The world’s second richest man accuses cryptocurrencies of causing deaths and the market barely reacted. Bill Gates, the super billionaire and founder of software giant Microsoft, on Tuesday, February 27th during an online Q&A seemingly reversed his previous position on cryptocurrencies and called the emerging asset class out on the anonymity factor.
Gates, who has previously been quoted as calling cryptocurrencies “better than currency” and “exciting because it shows how cheap (transactions) can be.” took to Reddit this week in the sixth installment of his “Ask Me Anything” series and lambasted crypto for its virtually anonymous nature. “The main feature of cryptocurrencies is their anonymity. I don’t think this is a good thing,” he said and went on to claim cryptocurrencies are used by drug users or something “The government’s ability to find money laundering and tax evasion and terrorist funding is a good thing. Right now cryptocurrencies are used for buying fentanyl and other drugs so it is a rare technology that has caused deaths in a fairly direct way.”
His statement is partially valid. I mean a lot of Bitcoin was traded for drugs, illegal firearms, and instructions on how to crack a vault door during dark-web marketplace SilkRoad’s heyday. Anonymity-centric digital currencies like Monero, Verge, Z-Cash, and Dash have replaced Bitcoin as the dark web’s most accepted payment methods in recent years. Bill Gates’ new position on cryptocurrencies, zeroes in on the negative aspects of crypto, contract his 2014 statements on crypto “you don’t physically have to be in the same place, and of course, for large transactions, cryptocurrency can get pretty convenient.”

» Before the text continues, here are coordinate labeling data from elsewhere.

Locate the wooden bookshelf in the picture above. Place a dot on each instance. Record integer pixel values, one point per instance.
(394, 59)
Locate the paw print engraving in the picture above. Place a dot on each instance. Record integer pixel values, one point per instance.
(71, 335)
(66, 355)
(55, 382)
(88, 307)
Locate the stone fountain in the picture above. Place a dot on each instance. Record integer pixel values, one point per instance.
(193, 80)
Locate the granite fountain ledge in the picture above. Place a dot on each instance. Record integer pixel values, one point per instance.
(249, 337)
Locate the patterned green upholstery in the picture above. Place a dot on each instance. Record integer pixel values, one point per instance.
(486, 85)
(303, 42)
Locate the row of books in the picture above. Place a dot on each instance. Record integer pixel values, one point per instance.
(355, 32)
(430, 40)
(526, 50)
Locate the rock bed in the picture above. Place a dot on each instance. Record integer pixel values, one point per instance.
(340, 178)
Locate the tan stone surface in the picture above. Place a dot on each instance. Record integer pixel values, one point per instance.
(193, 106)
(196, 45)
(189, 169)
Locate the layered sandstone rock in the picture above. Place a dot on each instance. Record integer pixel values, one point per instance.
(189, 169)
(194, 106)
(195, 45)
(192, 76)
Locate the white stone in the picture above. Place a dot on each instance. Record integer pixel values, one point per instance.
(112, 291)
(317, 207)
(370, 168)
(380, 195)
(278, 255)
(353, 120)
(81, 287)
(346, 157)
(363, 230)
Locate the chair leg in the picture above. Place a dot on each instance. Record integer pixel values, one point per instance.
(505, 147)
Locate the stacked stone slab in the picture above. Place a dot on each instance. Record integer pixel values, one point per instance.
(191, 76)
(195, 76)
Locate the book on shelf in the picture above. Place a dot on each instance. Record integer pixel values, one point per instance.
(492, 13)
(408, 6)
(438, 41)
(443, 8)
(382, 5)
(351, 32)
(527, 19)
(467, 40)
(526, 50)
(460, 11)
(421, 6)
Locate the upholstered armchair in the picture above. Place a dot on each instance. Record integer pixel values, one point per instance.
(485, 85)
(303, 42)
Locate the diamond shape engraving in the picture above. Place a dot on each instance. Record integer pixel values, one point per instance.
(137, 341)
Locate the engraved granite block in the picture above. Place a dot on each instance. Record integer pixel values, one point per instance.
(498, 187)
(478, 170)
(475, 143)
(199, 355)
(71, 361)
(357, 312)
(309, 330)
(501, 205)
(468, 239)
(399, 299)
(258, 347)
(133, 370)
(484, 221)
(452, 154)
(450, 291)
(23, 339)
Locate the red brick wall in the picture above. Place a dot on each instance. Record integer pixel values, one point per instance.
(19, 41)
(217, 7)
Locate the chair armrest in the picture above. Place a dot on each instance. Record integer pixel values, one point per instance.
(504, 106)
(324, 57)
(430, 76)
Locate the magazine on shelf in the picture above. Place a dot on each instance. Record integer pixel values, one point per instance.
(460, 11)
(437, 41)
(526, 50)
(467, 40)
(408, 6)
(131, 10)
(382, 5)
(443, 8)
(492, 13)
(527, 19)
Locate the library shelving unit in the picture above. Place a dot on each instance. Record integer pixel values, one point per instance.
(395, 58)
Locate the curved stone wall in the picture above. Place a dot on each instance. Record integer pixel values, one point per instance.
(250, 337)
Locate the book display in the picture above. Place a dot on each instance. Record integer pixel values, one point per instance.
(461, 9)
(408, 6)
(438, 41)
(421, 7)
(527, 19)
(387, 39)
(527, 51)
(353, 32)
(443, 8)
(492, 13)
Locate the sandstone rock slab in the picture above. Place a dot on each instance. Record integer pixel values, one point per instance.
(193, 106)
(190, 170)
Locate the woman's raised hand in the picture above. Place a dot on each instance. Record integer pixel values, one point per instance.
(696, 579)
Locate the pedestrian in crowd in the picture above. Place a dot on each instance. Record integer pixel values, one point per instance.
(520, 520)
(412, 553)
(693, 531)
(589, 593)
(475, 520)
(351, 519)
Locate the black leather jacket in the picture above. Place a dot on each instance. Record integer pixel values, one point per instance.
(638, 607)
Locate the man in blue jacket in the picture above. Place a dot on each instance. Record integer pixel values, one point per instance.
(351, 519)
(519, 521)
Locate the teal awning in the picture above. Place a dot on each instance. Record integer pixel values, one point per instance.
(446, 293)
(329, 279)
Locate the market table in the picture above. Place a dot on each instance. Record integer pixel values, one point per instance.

Interestingly enough, his statements also contrast the fact that his philanthropic organisation, The Bill and Melinda Gates Foundation also released a software in October 2018, in partnership with Ripple (a crypto firm) in a bid to make it cheaper for developing countries to build financial services infrastructure. Which indicates his confidence in the underlying technology at least. The speculative market brushed these statements off, however, with many dismissing them as early signs of impending senility, and the price of Bitcoin chugged along steadily in search of a strong support line to help catapult it to $11,000.